On Friday, January 9 at the University of Toulouse-Le Mirail, Julie Fay presented, "From Troubadours to Troublemakers: Contemporary American Poets" at Espaces et terres d'Amérique, organized by Nathalie Dessens and Wendy Hardin.  Faye spoke about "the emergence of the Expansive movement (New Formalist and New Narrative), and the idea of 'founding' a movement as Dick Allen, Frederick Feirstein, and Frederick Turner claimed to have done at New York City's Minetta Tavern. Expansive Poetry, when it first appeared, was sometimes charged with primarily being a male genre.  But this false impression was quickly put to rest with the assertion of Expansive Poetry's obvious major influence from Elizabeth Bishop and the ascendancy of slightly younger women writing poems that fit the genre."

NaghiyevaOn January 21, the first research presentation for spring 2004 was held in the faculty lounge.  Shahla Naghiyeva (our visiting Fulbright scholar, poet/translator) and Donna Lillian talked about their writing/research.  Fulbright scholar Naghiyeva will give a lecture on her translation research, titled, "A Comparative Approach in Poetry Translation of Azerbaijan and American Literature," at 4 p.m. Monday, Feb. 23, in 1031 Bate.
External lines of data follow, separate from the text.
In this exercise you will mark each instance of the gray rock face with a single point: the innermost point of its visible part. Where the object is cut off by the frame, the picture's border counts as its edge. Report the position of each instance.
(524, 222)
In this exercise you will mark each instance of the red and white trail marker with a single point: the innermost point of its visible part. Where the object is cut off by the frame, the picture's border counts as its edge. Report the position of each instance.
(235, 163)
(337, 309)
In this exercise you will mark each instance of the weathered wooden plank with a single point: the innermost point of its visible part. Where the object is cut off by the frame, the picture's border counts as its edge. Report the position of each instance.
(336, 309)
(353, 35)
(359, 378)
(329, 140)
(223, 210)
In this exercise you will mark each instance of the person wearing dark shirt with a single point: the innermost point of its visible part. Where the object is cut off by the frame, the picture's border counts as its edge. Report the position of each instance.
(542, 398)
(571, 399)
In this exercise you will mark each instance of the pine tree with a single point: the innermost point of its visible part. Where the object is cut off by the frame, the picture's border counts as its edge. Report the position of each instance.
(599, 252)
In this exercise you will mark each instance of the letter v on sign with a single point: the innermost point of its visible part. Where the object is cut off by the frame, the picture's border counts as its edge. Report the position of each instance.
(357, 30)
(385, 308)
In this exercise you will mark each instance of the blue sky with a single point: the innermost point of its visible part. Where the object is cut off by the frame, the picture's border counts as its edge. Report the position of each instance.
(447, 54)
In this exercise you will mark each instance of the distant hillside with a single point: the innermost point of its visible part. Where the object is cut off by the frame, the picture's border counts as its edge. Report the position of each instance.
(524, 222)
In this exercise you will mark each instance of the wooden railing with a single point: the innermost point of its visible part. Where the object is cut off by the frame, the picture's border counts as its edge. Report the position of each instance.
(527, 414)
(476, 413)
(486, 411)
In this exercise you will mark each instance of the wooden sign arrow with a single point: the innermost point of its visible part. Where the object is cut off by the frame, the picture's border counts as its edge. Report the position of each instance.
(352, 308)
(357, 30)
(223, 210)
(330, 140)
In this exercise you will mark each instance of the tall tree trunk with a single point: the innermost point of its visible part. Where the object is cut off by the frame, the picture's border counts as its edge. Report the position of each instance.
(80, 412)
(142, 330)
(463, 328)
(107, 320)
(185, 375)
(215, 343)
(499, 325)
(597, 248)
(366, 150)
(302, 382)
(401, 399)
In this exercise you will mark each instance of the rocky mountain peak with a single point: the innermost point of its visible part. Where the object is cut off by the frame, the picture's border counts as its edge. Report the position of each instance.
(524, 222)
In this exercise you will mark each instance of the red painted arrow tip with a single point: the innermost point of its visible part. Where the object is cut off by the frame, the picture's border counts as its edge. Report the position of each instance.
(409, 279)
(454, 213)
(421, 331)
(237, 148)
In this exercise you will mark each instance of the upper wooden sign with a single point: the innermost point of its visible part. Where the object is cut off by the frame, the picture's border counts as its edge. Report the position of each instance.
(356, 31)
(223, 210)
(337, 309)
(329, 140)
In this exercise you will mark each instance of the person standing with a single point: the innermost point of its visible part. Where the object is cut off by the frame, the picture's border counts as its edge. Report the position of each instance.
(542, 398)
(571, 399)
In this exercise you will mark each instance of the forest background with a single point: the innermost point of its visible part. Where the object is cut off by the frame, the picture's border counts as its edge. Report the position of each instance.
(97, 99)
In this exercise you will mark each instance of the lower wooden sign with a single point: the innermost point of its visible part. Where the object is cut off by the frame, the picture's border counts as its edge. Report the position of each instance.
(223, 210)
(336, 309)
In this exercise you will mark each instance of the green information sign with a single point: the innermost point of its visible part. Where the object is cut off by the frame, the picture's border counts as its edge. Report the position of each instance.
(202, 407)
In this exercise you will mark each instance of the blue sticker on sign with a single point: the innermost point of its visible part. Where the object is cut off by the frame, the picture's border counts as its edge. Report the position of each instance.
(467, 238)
On October 23, 2004, Laura Micciche delivered "Race and Affect in Professional Life" at the 4th Biennial Feminism(s) and Rhetoric(s) Conference at Ohio State University in Columbus, Ohio.  Micciche says, "Working from the most recent Minorities in Higher Education, the annual status report published by the American Council on Education, I dealt with the overwhelmingly white landscape of the profession.  My interest was in asking how academic cultures enact racialized emotions that exclude and invite, alienate and unify.  The central question I was thinking through asked what it would mean to investigate emotion as a racialized dimension of our workspaces."  At the December 2003, MLA Convention in San Diego, Micciche, a member of the CCCC's Diversity Committee, delivered "Diversity and Emotional Cool."  Micciche says, "The paper looked at how discourses of diversity emit what I call (borrowing from Peter Stearns) emotional cool as a means for creating harmonious, controlled environments in which people avoid explosive confrontations that might unveil the unruly emotions resulting from systemic inequality.  My thinking in this paper sought to complicate the expectation of emotional cool by suggesting that academic emotional culture often has a less than harmonious racialized content, often operating invisibly or through exercises in decorum."
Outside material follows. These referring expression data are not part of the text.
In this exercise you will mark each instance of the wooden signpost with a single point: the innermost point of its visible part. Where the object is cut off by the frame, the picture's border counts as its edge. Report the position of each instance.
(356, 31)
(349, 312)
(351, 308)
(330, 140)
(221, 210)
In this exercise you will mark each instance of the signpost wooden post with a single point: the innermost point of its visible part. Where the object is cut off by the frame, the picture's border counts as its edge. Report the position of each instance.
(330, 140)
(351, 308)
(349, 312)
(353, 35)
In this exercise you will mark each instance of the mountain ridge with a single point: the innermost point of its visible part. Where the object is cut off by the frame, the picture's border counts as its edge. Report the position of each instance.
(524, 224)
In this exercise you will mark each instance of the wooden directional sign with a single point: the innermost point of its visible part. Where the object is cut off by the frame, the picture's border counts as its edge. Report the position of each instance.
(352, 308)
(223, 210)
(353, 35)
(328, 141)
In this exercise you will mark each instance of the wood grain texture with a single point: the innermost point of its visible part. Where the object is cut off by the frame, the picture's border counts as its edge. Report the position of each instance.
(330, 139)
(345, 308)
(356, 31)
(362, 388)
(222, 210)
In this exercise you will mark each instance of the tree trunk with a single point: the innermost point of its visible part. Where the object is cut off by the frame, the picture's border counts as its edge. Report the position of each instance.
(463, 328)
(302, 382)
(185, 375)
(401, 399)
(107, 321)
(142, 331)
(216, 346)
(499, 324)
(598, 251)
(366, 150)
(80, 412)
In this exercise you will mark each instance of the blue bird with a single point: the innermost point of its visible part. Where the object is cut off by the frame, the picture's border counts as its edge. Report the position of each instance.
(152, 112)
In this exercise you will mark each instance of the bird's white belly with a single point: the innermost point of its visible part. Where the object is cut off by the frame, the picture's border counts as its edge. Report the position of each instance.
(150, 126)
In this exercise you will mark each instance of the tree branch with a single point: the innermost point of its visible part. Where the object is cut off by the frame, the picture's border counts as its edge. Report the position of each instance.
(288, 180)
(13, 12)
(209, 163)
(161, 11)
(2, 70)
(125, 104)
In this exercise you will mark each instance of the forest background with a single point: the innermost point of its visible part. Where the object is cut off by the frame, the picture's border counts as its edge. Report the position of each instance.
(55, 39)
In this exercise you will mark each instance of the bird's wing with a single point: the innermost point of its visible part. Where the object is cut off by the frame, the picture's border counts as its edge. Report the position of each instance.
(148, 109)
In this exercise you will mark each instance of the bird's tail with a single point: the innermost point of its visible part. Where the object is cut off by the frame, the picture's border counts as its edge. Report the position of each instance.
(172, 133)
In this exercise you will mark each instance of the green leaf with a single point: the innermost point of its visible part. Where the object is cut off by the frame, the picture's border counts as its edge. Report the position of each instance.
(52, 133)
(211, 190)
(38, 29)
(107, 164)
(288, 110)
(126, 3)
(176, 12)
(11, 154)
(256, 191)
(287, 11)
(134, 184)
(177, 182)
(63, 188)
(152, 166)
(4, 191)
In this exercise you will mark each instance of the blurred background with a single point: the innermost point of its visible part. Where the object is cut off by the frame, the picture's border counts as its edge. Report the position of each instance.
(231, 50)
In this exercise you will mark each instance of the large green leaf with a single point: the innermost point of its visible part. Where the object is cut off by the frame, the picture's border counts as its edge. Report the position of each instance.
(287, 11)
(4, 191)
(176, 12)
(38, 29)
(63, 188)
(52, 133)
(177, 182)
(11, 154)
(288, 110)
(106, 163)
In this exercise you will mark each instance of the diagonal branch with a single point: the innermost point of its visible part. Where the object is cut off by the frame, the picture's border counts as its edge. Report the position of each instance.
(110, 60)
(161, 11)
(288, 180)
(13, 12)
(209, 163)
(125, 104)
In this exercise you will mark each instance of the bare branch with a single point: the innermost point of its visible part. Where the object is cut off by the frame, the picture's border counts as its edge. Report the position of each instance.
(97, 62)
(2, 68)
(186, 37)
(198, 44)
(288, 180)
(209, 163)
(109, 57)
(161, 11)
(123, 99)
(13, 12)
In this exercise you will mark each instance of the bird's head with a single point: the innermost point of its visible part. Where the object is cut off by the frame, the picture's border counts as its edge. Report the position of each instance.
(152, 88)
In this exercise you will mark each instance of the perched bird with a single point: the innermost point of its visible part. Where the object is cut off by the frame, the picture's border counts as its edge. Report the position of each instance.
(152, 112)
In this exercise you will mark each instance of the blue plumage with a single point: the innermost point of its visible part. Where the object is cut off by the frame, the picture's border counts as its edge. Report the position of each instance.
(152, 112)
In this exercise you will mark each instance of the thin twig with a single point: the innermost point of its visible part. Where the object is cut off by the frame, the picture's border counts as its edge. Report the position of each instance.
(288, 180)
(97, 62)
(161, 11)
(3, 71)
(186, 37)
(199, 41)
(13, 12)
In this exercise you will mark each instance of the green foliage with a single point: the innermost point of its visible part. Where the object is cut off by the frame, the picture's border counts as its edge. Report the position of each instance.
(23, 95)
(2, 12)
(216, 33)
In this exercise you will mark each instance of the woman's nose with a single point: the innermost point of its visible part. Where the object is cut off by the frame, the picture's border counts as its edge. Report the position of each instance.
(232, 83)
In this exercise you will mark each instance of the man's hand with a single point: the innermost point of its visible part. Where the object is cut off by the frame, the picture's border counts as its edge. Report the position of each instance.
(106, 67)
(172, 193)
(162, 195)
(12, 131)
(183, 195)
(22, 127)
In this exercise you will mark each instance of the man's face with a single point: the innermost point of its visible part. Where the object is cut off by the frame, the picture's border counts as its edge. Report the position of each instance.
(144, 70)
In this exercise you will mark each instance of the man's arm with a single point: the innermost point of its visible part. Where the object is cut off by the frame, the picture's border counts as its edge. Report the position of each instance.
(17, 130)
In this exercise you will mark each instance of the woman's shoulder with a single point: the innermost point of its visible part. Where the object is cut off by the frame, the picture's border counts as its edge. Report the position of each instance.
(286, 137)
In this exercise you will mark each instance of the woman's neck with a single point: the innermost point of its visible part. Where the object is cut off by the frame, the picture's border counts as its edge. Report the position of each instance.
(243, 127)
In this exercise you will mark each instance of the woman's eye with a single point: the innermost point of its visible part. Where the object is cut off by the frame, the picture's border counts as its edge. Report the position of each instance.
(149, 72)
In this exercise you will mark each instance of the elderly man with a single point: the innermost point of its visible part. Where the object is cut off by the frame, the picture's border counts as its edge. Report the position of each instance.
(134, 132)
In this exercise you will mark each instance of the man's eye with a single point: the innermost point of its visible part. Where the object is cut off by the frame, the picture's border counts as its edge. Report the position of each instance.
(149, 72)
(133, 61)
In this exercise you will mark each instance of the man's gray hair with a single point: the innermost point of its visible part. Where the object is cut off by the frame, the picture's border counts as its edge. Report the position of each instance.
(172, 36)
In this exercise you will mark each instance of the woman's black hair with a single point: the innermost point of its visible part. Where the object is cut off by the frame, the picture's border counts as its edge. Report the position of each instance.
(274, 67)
MLA ConventionMargaret Bauer was a panelist at the the Council of Editors of Learned Journals session at the MLA conference on December 28 in San Diego, CA.  The panel focused on "The Place of Belletristic Writing in Scholarly Publishing."  NCLR has won 2 of CELJ's awards--Best New Journal in 1994 (Alex Albright, Editor, Eva Roberts, Art Director), and Best Journal Design in 1999 (Mary Thiesen, Art Director, Bauer, Editor).  At this conference, CELJ discussed creating a new category of awards for literary magazines (awards are currently focused on scholarly journals).

Philip Rubens participated in the web-teleconference IEEE AdCom (Administrative Committee) meeting of PCS (Professional Communication Society) in January.  Rubens is the chair of the IEEE Web Education Initiative.  He reported to the board on ongoing activities aimed at creating an international website designed to help non-native writers of English, who publish in scientific and professional journals, prepare better texts.